After your morning medical tasks, you will have the option to participate in other community projects throughout the area. These include:
- Building and construction projects: You will be building classrooms for childhood education initiatives.
- Farming: Help the community work towards self-sufficiency by working on a sustainable farming initiative.
- Reading club: Help children after school with reading and literacy.
- Art club: Plan your own arts-and-crafts projects to nurture creativity.
- Adult literacy club: Help young adults in the community improve their literacy and ultimately find employment.
- Senior living home: Assist the staff in providing care for people without families to look after them.
- Afterschool clubs: Play with preschool-aged children after school.
A typical day: After breakfast, your work day begins at 7:45 am at one of the morning projects. After a one-hour lunch break at 11:15 am, you will take part in one of the afternoon community projects until 5:00 pm, when you will be taken back to the volunteer house for dinner. Evenings and weekends are free and can be spent as you wish.
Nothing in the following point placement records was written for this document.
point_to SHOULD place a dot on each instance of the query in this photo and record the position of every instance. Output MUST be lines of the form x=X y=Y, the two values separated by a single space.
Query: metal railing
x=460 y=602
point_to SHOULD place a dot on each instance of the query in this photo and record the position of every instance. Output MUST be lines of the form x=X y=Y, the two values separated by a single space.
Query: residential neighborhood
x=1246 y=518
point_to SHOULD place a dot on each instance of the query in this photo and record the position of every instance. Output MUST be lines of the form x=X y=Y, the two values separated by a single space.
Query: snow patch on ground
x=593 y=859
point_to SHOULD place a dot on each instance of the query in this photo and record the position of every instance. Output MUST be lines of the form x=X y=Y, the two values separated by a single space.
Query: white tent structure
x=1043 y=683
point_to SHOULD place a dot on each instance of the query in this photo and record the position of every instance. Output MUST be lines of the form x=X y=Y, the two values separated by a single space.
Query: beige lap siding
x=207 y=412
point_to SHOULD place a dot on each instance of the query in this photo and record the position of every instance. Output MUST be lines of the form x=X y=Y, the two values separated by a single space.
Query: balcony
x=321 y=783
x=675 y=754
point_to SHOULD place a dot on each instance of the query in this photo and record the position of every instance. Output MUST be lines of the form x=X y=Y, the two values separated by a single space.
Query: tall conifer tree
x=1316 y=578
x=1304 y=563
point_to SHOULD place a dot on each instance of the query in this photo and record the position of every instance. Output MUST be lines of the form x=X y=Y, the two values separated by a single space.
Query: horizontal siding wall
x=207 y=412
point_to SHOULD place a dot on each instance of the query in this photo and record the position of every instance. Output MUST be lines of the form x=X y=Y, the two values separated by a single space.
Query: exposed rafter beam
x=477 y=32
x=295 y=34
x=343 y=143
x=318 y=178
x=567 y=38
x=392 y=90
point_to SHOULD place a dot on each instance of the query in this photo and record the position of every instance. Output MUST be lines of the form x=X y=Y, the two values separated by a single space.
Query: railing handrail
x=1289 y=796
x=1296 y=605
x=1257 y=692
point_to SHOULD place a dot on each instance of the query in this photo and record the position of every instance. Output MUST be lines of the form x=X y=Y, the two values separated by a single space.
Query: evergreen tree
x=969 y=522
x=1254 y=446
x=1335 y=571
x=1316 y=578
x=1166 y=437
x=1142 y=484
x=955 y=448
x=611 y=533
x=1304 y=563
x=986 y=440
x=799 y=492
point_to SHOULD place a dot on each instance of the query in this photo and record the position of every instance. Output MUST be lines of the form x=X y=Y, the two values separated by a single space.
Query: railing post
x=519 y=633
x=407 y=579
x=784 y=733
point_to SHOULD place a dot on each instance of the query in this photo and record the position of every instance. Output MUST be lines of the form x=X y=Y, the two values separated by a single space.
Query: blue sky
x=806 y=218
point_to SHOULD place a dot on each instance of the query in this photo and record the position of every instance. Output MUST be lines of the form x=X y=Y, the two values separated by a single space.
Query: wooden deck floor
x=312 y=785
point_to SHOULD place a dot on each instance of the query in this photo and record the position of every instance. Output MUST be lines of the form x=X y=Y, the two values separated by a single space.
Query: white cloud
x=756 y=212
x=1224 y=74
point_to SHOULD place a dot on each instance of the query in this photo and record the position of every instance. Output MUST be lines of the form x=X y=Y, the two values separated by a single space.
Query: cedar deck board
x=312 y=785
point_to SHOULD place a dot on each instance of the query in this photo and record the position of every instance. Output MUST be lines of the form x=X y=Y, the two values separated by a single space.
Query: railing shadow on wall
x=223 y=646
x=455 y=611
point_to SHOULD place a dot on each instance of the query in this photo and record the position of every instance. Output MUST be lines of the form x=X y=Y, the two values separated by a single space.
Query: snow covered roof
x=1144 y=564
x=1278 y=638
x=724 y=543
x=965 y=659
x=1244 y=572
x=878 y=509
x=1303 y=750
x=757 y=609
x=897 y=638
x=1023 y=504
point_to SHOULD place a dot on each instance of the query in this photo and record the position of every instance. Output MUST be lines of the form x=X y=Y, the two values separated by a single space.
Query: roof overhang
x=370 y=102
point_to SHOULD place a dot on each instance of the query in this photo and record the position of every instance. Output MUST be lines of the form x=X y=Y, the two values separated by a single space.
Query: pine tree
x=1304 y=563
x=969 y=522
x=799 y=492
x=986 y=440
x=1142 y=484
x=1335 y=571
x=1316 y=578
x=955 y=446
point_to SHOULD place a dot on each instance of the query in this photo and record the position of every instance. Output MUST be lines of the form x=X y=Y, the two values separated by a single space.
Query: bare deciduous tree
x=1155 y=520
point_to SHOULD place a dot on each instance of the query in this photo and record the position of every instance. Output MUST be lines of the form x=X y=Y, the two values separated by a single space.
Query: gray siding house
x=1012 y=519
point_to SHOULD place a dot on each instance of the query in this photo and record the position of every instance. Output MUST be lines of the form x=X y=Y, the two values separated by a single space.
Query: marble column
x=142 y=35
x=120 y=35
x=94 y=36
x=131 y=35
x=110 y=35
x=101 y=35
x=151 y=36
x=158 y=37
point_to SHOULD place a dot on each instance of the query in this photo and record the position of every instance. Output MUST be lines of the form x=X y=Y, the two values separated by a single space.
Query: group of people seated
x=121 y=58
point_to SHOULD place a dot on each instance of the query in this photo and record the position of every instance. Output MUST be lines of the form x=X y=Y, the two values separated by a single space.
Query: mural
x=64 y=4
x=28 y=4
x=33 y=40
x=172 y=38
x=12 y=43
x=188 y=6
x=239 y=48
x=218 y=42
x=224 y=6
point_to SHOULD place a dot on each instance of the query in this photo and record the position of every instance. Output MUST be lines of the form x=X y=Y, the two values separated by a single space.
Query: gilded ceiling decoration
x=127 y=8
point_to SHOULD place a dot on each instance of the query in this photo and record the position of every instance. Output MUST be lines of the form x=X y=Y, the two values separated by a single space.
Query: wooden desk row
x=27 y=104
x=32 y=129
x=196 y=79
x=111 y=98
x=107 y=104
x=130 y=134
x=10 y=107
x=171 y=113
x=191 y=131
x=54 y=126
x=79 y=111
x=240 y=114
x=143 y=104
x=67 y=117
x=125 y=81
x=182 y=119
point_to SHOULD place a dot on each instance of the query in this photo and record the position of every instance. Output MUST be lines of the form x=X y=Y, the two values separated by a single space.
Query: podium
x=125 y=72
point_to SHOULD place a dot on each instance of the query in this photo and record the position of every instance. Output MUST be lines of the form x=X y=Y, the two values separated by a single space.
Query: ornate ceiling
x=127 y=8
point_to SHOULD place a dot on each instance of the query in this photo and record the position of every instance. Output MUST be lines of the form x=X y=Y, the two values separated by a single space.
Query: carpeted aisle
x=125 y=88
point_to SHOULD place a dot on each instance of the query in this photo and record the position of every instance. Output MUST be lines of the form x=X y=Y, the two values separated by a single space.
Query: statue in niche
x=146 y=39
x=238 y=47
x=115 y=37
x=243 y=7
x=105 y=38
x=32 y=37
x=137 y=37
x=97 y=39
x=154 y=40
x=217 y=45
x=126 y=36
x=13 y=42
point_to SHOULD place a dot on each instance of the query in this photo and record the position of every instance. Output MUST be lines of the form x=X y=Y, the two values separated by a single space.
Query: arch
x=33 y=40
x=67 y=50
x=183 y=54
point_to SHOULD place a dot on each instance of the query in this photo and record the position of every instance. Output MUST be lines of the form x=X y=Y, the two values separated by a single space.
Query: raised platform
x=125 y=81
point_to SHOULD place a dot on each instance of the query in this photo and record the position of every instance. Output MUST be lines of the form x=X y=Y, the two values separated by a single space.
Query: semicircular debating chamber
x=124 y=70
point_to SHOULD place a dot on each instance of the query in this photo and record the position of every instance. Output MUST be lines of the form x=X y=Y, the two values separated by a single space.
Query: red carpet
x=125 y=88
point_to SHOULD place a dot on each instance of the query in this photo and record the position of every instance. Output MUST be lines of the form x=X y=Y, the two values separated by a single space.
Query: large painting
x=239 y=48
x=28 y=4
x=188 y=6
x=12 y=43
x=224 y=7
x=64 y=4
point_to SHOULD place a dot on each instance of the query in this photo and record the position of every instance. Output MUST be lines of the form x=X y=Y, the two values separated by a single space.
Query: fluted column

Important Dates: As we work within local communities, our projects are affected by the school terms. Local partners take time off to spend with their families on public holidays and our school/education-based programs are structured slightly differently during the school and exam holidays. Some of our projects may be put on hold whilst the kids are on leave, but there is no shortage of important and rewarding community work to be done here.